我为什么要和自己的姐夫走在一起,这样暧昧地搂抱着招摇过市,为什么?我自己都不知道。
我低下头,闭上了眼,双手握成了拳,不要认出我,不要认识我,如果可以我宁愿全天下的人都会在这一刻将我遗忘。
“怎么了?”陈旭阳敏锐地察觉到了我细微的感情起伏。
我将脸埋进他怀里,掩藏自己的表情,只说,“温泉泡太久了,有点儿头晕。”
他搂了搂我,贴在我耳边轻声说,“那待会儿我们找个通风的位置坐。”
我点头,随他,刚才那不凑巧的碰面让我的心情糟透了;任他带我走进餐厅然后入座点餐,我的心思全不在这里,手背上隐隐浮现出一道红色的印记,有些搔痒,我用力挠了挠,痛感开始扩大,烦透了,为什么偏偏在这个地方遇到了熟人。
“刚才的男人很漂亮吗?”陈旭阳的手横过桌面抓住了我的下颚。
我挥开他的手,叹息,“多看别的男人一眼都不行?你也太霸道了。”
“你不是用眼在看他。”
我失笑,“那我用什么看他?莫非是用膝盖?”
“心。”
嘴唇轻轻开启,缓慢的吐出了这个字。
“你用心在看他。”
“你以为你能看透我的心?”
我佯装若无其事,却赶紧低头喝橙汁,不敢再看他的脸,只怕又会被他看出什么。
这个男人的可怕已超出了我的想像。
他却漫不经心地反问,“我看透你的心了吗?”
我被橙汁呛了一口,是的,他已经看透了,却还要这样大张旗鼓地问我,这分明是在羞辱我。
“你一直这样自信吗?” 我索性放下了橙汁,靠在了座位上,盘着手看他。
他的眼角忽然轻颤,眉不禁皱了起来,不知我这句话错在那里竟莫名地惹恼了他。
“别气我。”
“我没有气你。”
他的眉纠结在了一块儿,嘴紧紧抿着,但片刻之后他便舒展了眉,嘴角扬起一抹微笑,“你真是个没有自觉的人。”

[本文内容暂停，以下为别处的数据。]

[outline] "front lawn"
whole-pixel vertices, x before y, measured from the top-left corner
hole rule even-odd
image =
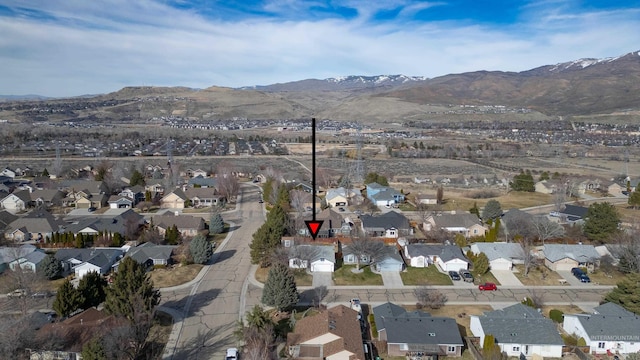
[[[336,285],[384,285],[382,276],[374,274],[368,266],[360,268],[354,273],[355,265],[343,265],[333,272],[333,282]]]
[[[625,277],[625,274],[618,270],[604,271],[602,269],[596,269],[587,275],[593,284],[598,285],[617,285]]]
[[[400,277],[405,285],[453,285],[449,275],[438,271],[435,265],[426,268],[407,267]]]
[[[473,271],[471,273],[473,274],[473,283],[474,284],[484,284],[484,283],[490,282],[490,283],[494,283],[496,285],[500,285],[500,282],[498,281],[498,279],[496,279],[495,276],[493,276],[491,271],[485,273],[484,275],[478,275],[478,274],[474,273]]]
[[[202,267],[202,264],[190,264],[157,268],[149,272],[149,277],[156,288],[176,286],[195,279]]]
[[[514,275],[526,286],[554,286],[560,285],[558,280],[562,279],[557,272],[549,270],[546,266],[534,266],[529,270],[527,276],[524,275],[524,265],[515,265]]]

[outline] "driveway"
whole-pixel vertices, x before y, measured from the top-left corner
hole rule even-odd
[[[397,271],[381,271],[382,282],[387,289],[400,289],[404,287],[400,273]]]
[[[312,275],[313,281],[311,282],[311,284],[314,288],[323,285],[326,287],[333,286],[333,273],[326,271],[316,271],[312,273]]]
[[[571,270],[558,270],[556,271],[563,279],[567,280],[567,284],[571,286],[580,286],[580,285],[588,285],[587,283],[582,283],[578,280],[573,274]]]
[[[491,270],[501,286],[524,286],[511,270]]]

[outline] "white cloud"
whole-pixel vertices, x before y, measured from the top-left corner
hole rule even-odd
[[[38,6],[59,20],[0,21],[0,94],[68,96],[127,85],[203,88],[352,74],[521,71],[579,57],[617,56],[638,50],[640,43],[638,10],[566,15],[531,7],[526,22],[489,27],[367,20],[381,9],[370,4],[394,8],[404,4],[400,1],[345,1],[341,4],[359,11],[352,21],[226,22],[150,0],[118,0],[108,8],[93,1],[57,3]],[[290,4],[279,0],[270,6]],[[405,14],[428,4],[411,6],[417,7]]]

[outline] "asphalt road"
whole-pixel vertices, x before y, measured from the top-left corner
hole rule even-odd
[[[223,359],[227,347],[239,345],[233,331],[246,307],[241,293],[251,267],[249,243],[264,222],[259,188],[243,184],[241,191],[236,210],[223,216],[232,223],[233,233],[220,245],[204,276],[191,286],[162,291],[160,305],[183,317],[178,334],[173,334],[175,344],[168,344],[172,354],[165,358]]]

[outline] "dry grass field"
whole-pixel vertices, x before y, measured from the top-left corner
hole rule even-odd
[[[525,286],[556,286],[562,279],[557,272],[549,270],[545,266],[533,267],[527,276],[524,275],[524,265],[516,265],[515,276]]]
[[[176,265],[166,269],[153,269],[149,273],[156,288],[176,286],[195,279],[202,269],[201,264]]]

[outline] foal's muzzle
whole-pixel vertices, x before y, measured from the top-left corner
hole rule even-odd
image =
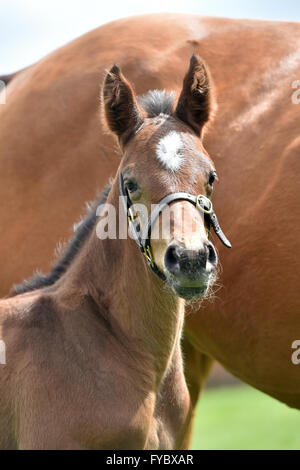
[[[210,274],[216,265],[217,254],[210,242],[204,243],[199,250],[186,250],[172,243],[165,254],[165,267],[174,276],[194,279],[201,274]]]
[[[165,253],[165,268],[176,293],[185,299],[205,295],[218,258],[208,240],[198,250],[187,250],[173,242]]]

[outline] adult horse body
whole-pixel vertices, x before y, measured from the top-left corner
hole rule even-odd
[[[213,357],[300,408],[300,365],[291,360],[300,339],[299,48],[298,23],[151,15],[102,26],[17,74],[0,108],[2,293],[49,269],[83,201],[115,173],[113,141],[104,130],[99,139],[104,69],[119,63],[138,94],[178,89],[198,52],[219,103],[205,146],[234,250],[220,249],[222,289],[187,318],[188,384],[196,400]]]

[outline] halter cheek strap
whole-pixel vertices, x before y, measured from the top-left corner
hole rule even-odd
[[[129,223],[132,236],[134,237],[136,243],[138,244],[141,252],[144,254],[148,267],[163,281],[166,281],[166,276],[156,265],[156,263],[154,262],[153,255],[152,255],[151,231],[152,231],[152,228],[154,226],[156,219],[159,217],[159,214],[164,210],[166,206],[171,204],[171,202],[188,201],[191,204],[193,204],[195,207],[197,207],[200,212],[204,213],[204,219],[205,219],[205,222],[207,223],[207,226],[209,227],[209,232],[210,232],[211,227],[213,227],[216,235],[219,237],[221,242],[228,248],[231,248],[230,241],[226,238],[225,234],[223,233],[219,225],[217,216],[213,210],[212,202],[206,196],[203,196],[202,194],[199,194],[198,196],[194,196],[189,193],[169,194],[168,196],[164,197],[156,205],[154,210],[151,212],[148,218],[147,224],[143,230],[143,233],[141,234],[140,222],[138,218],[134,216],[132,212],[133,204],[124,186],[123,175],[120,170],[119,170],[119,187],[120,187],[121,199],[123,202],[124,210],[128,217],[128,223]]]

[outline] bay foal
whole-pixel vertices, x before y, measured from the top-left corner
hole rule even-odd
[[[201,143],[209,88],[196,56],[177,105],[163,92],[139,103],[117,66],[107,73],[104,120],[118,138],[123,189],[133,203],[150,209],[178,191],[210,196],[215,169]],[[117,176],[106,207],[123,210],[119,197]],[[93,210],[52,273],[1,301],[2,448],[182,446],[190,415],[183,298],[205,295],[217,257],[201,211],[186,200],[170,207],[169,235],[151,239],[152,266],[164,280],[134,240],[99,238]],[[179,223],[183,210],[188,230]]]

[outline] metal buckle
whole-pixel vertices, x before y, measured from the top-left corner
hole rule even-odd
[[[153,260],[153,256],[152,256],[152,252],[151,252],[151,248],[150,246],[147,246],[145,251],[144,251],[144,255],[146,257],[146,260],[149,261],[149,263],[151,264],[152,268],[154,267],[154,260]]]
[[[129,220],[130,222],[133,222],[135,219],[137,219],[138,216],[137,216],[137,214],[133,214],[131,207],[129,207],[129,208],[128,208],[128,215],[127,215],[127,217],[128,217],[128,220]]]
[[[208,205],[208,209],[205,209],[202,205],[201,205],[201,202],[202,203],[206,203]],[[203,204],[204,205],[204,204]],[[198,207],[198,209],[200,209],[202,212],[204,212],[204,214],[211,214],[212,213],[212,210],[213,210],[213,205],[212,205],[212,202],[210,199],[208,199],[206,196],[203,196],[203,194],[199,194],[197,196],[197,200],[196,200],[196,206]]]

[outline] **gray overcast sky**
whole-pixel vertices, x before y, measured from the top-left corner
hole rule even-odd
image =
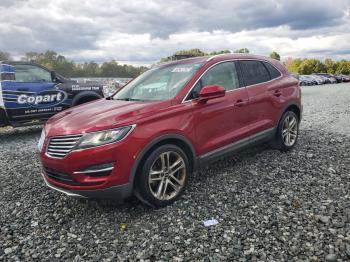
[[[350,59],[350,0],[1,0],[0,50],[152,63],[181,49],[247,47]]]

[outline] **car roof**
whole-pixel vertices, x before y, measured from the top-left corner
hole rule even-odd
[[[260,56],[260,55],[253,55],[253,54],[242,54],[242,53],[230,53],[230,54],[220,54],[220,55],[213,55],[213,56],[199,56],[199,57],[191,57],[191,58],[185,58],[181,60],[175,60],[175,61],[169,61],[162,64],[159,64],[157,67],[162,66],[169,66],[169,65],[177,65],[177,64],[196,64],[196,63],[217,63],[220,61],[225,60],[263,60],[268,61],[271,64],[273,64],[275,67],[277,67],[280,71],[286,73],[287,70],[284,66],[282,66],[281,62],[275,59],[272,59],[270,57],[266,56]]]
[[[220,61],[225,60],[263,60],[268,61],[272,63],[274,66],[278,67],[278,69],[284,71],[284,67],[282,66],[281,62],[275,59],[272,59],[270,57],[266,56],[260,56],[260,55],[253,55],[253,54],[241,54],[241,53],[230,53],[230,54],[220,54],[220,55],[213,55],[213,56],[199,56],[199,57],[191,57],[191,58],[185,58],[181,60],[175,60],[175,61],[169,61],[160,64],[159,66],[168,66],[168,65],[176,65],[176,64],[195,64],[195,63],[216,63]]]
[[[6,65],[35,65],[35,66],[39,66],[42,68],[45,68],[44,66],[35,63],[35,62],[31,62],[31,61],[0,61],[0,64],[6,64]]]
[[[219,54],[219,55],[212,55],[212,56],[198,56],[198,57],[185,58],[185,59],[165,62],[161,65],[205,63],[209,61],[222,61],[222,60],[230,60],[230,59],[255,59],[255,60],[267,60],[267,61],[275,60],[275,59],[271,59],[269,57],[260,56],[260,55],[230,53],[230,54]]]

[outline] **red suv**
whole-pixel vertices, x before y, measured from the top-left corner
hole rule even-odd
[[[298,81],[276,60],[227,54],[159,65],[113,96],[49,119],[39,141],[46,184],[70,196],[165,206],[191,172],[271,141],[292,148]]]

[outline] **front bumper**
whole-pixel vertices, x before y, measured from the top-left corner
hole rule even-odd
[[[123,200],[132,194],[132,186],[130,184],[117,185],[104,189],[76,190],[58,187],[50,183],[43,173],[41,175],[48,187],[71,197]]]
[[[139,145],[135,142],[131,143],[129,137],[115,144],[73,150],[63,158],[48,156],[45,152],[46,144],[44,143],[44,150],[38,152],[38,156],[46,182],[55,189],[90,197],[95,195],[95,192],[109,192],[112,191],[111,188],[132,184],[130,174]],[[109,166],[112,164],[113,166]],[[111,170],[97,174],[96,170],[104,170],[104,165]],[[101,194],[109,195],[109,193]]]

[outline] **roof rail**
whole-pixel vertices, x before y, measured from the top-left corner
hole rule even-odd
[[[209,57],[207,59],[207,62],[213,60],[215,57],[223,56],[223,55],[230,55],[230,54],[232,54],[232,53],[224,53],[224,54],[213,55],[213,56],[211,56],[211,57]]]
[[[193,55],[173,55],[172,60],[182,60],[187,58],[193,58]]]

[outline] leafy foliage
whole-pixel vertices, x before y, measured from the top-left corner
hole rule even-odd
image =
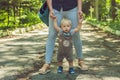
[[[0,0],[0,29],[15,29],[41,22],[40,0]]]
[[[98,5],[96,5],[96,1],[98,1]],[[105,31],[120,35],[120,0],[86,0],[83,2],[83,9],[86,8],[84,7],[86,2],[90,4],[87,7],[90,13],[84,12],[87,14],[85,16],[89,23],[99,26],[99,28]],[[90,10],[91,6],[93,8],[92,12]],[[96,6],[98,6],[98,16],[96,16]]]
[[[0,0],[0,30],[41,23],[39,7],[45,0]],[[120,30],[120,0],[83,0],[87,20]]]

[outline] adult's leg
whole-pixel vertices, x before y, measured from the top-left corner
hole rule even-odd
[[[60,12],[54,10],[54,14],[58,18],[58,25],[60,25],[60,21],[62,19]],[[49,34],[48,34],[48,39],[47,39],[47,44],[46,44],[45,64],[39,70],[40,73],[43,73],[43,72],[47,71],[47,69],[50,68],[50,63],[52,60],[56,36],[57,36],[57,32],[55,31],[55,29],[53,27],[53,20],[49,17]]]
[[[54,10],[54,14],[57,17],[58,25],[60,26],[62,15],[57,10]],[[47,40],[47,44],[46,44],[46,57],[45,57],[45,63],[47,63],[47,64],[51,63],[56,36],[57,36],[57,32],[55,31],[55,29],[53,27],[53,20],[51,18],[49,18],[49,34],[48,34],[48,40]]]
[[[56,31],[54,30],[54,27],[53,27],[53,20],[49,17],[49,33],[48,33],[48,39],[46,43],[45,64],[39,70],[41,74],[46,73],[47,70],[50,68],[53,49],[55,45],[55,39],[56,39]]]
[[[46,43],[46,54],[45,54],[46,64],[51,63],[56,36],[57,36],[57,33],[53,27],[53,20],[49,18],[49,33],[48,33],[48,39]]]

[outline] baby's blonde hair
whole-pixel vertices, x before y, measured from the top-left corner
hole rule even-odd
[[[63,18],[63,19],[61,20],[61,25],[65,25],[65,24],[70,24],[70,25],[72,25],[72,22],[71,22],[71,20],[68,19],[68,18]]]

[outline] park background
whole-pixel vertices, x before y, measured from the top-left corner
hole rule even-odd
[[[32,25],[42,23],[38,11],[44,1],[0,0],[0,37],[35,29]],[[82,8],[88,23],[120,36],[120,0],[83,0]]]
[[[89,71],[78,69],[75,58],[75,75],[67,73],[66,61],[65,72],[56,73],[56,54],[51,72],[39,74],[49,30],[38,16],[44,1],[0,0],[0,80],[120,80],[120,0],[82,0],[80,34]]]

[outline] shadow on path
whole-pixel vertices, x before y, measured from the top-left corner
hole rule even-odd
[[[38,69],[44,63],[47,32],[47,29],[35,30],[17,35],[12,40],[0,40],[1,80],[120,80],[120,37],[93,28],[89,24],[83,24],[81,31],[84,60],[89,70],[81,71],[77,67],[74,51],[76,73],[68,74],[68,63],[64,60],[64,73],[58,74],[56,44],[51,72],[40,75]]]
[[[44,57],[46,37],[46,31],[43,34],[35,30],[12,38],[1,38],[0,80],[15,80],[16,75],[33,70],[34,62]]]

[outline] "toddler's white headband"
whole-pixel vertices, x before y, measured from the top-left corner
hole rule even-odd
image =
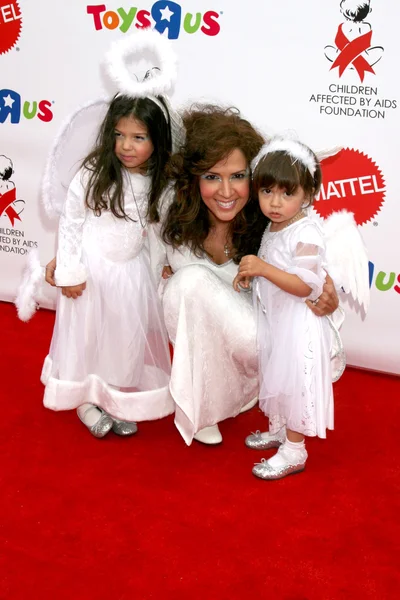
[[[284,138],[275,138],[267,144],[264,144],[260,152],[251,162],[251,170],[253,173],[260,160],[267,154],[271,154],[271,152],[285,152],[293,159],[293,162],[301,162],[301,164],[309,170],[311,177],[314,177],[317,163],[315,162],[312,152],[307,146],[304,146],[300,142]]]

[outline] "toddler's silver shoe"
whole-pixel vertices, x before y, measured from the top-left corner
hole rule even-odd
[[[279,448],[284,441],[285,437],[282,436],[280,431],[275,435],[268,434],[268,436],[261,433],[261,431],[256,431],[248,435],[244,443],[252,450],[270,450],[270,448]]]
[[[254,465],[252,473],[260,479],[272,481],[274,479],[283,479],[284,477],[294,475],[295,473],[301,473],[301,471],[304,471],[305,466],[306,463],[302,462],[296,465],[287,464],[282,467],[271,467],[271,465],[268,464],[268,461],[265,458],[262,458],[260,463]]]

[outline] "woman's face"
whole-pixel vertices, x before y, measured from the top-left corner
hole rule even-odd
[[[250,196],[250,169],[243,152],[236,148],[201,175],[199,188],[211,222],[232,221]]]

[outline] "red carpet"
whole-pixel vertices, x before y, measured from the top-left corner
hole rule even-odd
[[[400,379],[348,369],[306,471],[264,482],[243,444],[265,428],[256,408],[222,424],[221,446],[190,448],[172,418],[96,440],[44,409],[53,318],[0,304],[0,598],[398,597]]]

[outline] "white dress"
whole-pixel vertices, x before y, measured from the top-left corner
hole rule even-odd
[[[172,197],[170,190],[164,212]],[[233,289],[232,260],[217,265],[186,246],[174,250],[162,242],[159,225],[149,236],[158,279],[164,264],[174,273],[162,286],[162,304],[174,346],[175,424],[189,445],[199,430],[236,416],[258,394],[252,298]]]
[[[258,256],[293,273],[322,292],[325,245],[320,228],[308,217],[271,233],[267,227]],[[270,432],[283,425],[307,436],[326,437],[333,429],[330,364],[331,330],[326,318],[313,314],[305,298],[282,291],[258,277],[254,284],[260,363],[260,408]]]
[[[85,206],[88,172],[68,190],[59,224],[58,286],[86,281],[76,300],[58,292],[56,321],[41,380],[53,410],[96,404],[126,421],[174,411],[170,353],[147,236],[149,179],[124,171],[124,207],[133,220]]]

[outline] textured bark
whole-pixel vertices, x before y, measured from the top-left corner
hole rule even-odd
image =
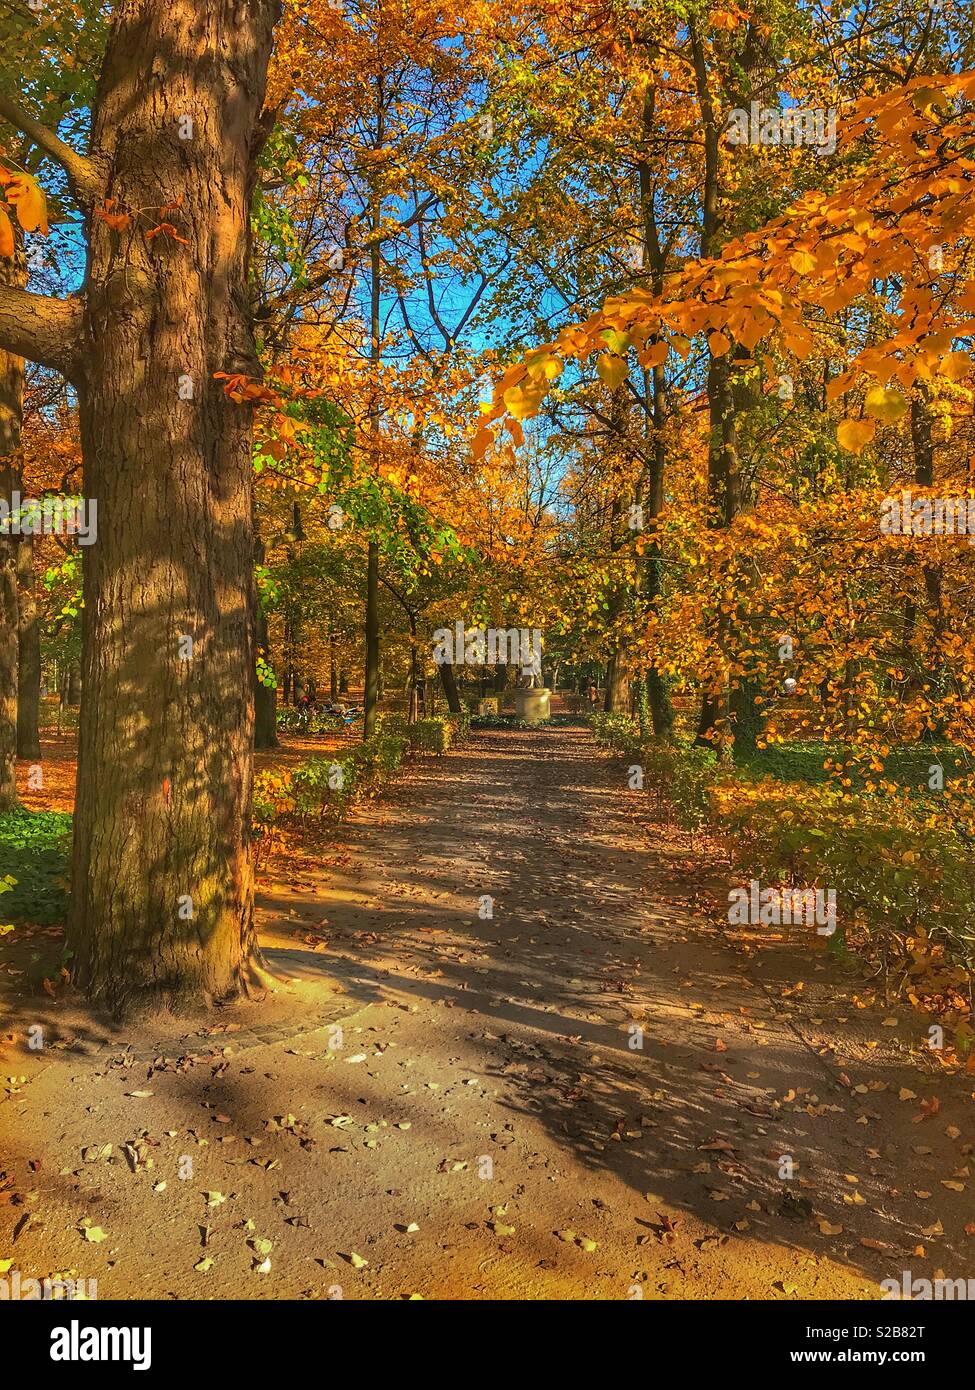
[[[606,662],[606,688],[603,709],[611,714],[625,714],[630,708],[630,678],[626,671],[626,646],[620,643]]]
[[[89,227],[79,394],[98,539],[68,946],[116,1013],[232,995],[259,959],[252,420],[214,374],[258,371],[248,210],[275,19],[270,0],[122,0],[94,101],[104,194],[187,243]]]
[[[12,476],[0,458],[0,497],[9,498]],[[0,811],[17,805],[16,760],[17,562],[14,542],[0,539]]]
[[[19,247],[0,259],[0,284],[21,286],[26,269]],[[20,480],[24,360],[0,350],[0,497],[11,501]],[[17,805],[17,667],[20,610],[17,563],[23,541],[0,535],[0,811]]]

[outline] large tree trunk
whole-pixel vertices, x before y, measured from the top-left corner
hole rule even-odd
[[[2,370],[2,364],[0,364]],[[2,421],[0,421],[2,426]],[[0,446],[2,448],[3,446]],[[0,456],[0,498],[9,502],[13,470]],[[0,538],[0,811],[17,805],[16,542]]]
[[[25,280],[18,245],[13,257],[0,258],[0,283],[19,287]],[[0,499],[8,508],[20,479],[23,402],[24,360],[0,350]],[[0,811],[17,805],[17,563],[23,545],[20,537],[0,533]]]
[[[79,394],[98,539],[68,947],[115,1012],[230,996],[258,962],[252,420],[214,374],[258,372],[248,214],[276,17],[272,0],[122,0],[94,102],[104,193],[140,212],[121,233],[90,223]],[[146,237],[167,221],[186,244]]]

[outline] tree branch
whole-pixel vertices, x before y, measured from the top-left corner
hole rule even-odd
[[[70,145],[55,135],[40,121],[35,121],[21,108],[0,92],[0,116],[16,130],[21,131],[34,144],[56,160],[68,176],[71,191],[80,203],[93,202],[101,193],[102,180],[94,162],[73,150]]]
[[[76,381],[80,372],[81,301],[0,285],[0,347]]]

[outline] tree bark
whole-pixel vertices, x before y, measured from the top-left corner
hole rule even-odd
[[[18,245],[13,257],[0,259],[0,283],[22,286],[25,276]],[[0,350],[0,498],[8,508],[20,479],[23,401],[24,359]],[[0,533],[0,811],[17,805],[17,564],[23,544],[21,537]]]
[[[379,704],[379,542],[369,542],[366,562],[366,672],[362,737],[376,731]]]
[[[254,521],[254,563],[263,565],[265,557],[264,542],[257,529],[257,517],[253,516]],[[265,613],[260,600],[257,602],[256,613],[256,641],[257,655],[263,657],[268,666],[271,664],[271,641],[267,630],[267,614]],[[254,747],[265,752],[269,748],[279,748],[278,741],[278,692],[277,687],[265,685],[260,679],[257,671],[257,663],[254,663]]]
[[[440,672],[440,684],[443,686],[444,698],[447,701],[447,708],[451,714],[460,714],[462,706],[460,695],[457,690],[457,681],[454,679],[454,668],[449,662],[438,663],[437,670]]]
[[[89,223],[79,396],[98,539],[67,944],[116,1014],[231,996],[259,964],[252,419],[214,374],[259,374],[249,208],[276,18],[272,0],[122,0],[94,101],[102,193],[138,211],[121,232]],[[166,221],[186,244],[146,236]]]
[[[17,547],[17,756],[41,756],[41,629],[34,592],[34,538]]]

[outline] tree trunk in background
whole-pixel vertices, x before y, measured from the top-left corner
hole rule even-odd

我耸耸肩,故作轻松说,“是啊,我上课常常开小差的。”
“何止是上课,和我在一起的时候你不也在开小差吗?”
我用手托着下巴,转头朝窗外看,自言自语,“我哪里敢。”
“阿喜,看着我。”
我对着窗外翻了个白眼,无奈地叹了口气,只得转过脸看他。
他抚摸我的脸,手指还残留着温泉里积蓄的温热,将那种温度一路带到了我的眼角。
“你的眼睛虽然看着我,心却没有。”
我抓住了他在我脸上游弋的手指,正色,“你知道我从来不是好学生,你的要求对我而言,太苛刻了。”
“那是因为我想把你教地更好。”
“你是想把我教地更听你的话吧。”
“你很聪明却太直接,锋芒毕露,这对你没有好处。”
我瞪着他,“你在教我怎么做人吗?如果是,那真的抱歉,你做人的宗旨和我的不同,你永远教不好我,因为我不适合你。”
“这可不是你说了算的。”他用拇指抹掉了我嘴角沾上的橙汁,伸出舌头舔去,“而且你错了,我并不想让你改变。我只是想……人生不止一种选择,欢喜,你不必凡事都那么较真。所以,我的姑娘,在你17岁生日的今天给我一个微笑。”
我抽了抽鼻子,微笑。
他身体微微向前倾,凑上来,吻住了我的唇。
“生日快乐。”
“生日快乐。”
我说着,端起他的酒杯,一饮而尽,酒精的威力好似一团火,烧着我的胃。
“我很嫉妒你,陈先生。想要什么就有什么,人上之人,真好!如果有来世,我一定选择做你这样的人。”我冲着他笑,“你要不要换做我试试?”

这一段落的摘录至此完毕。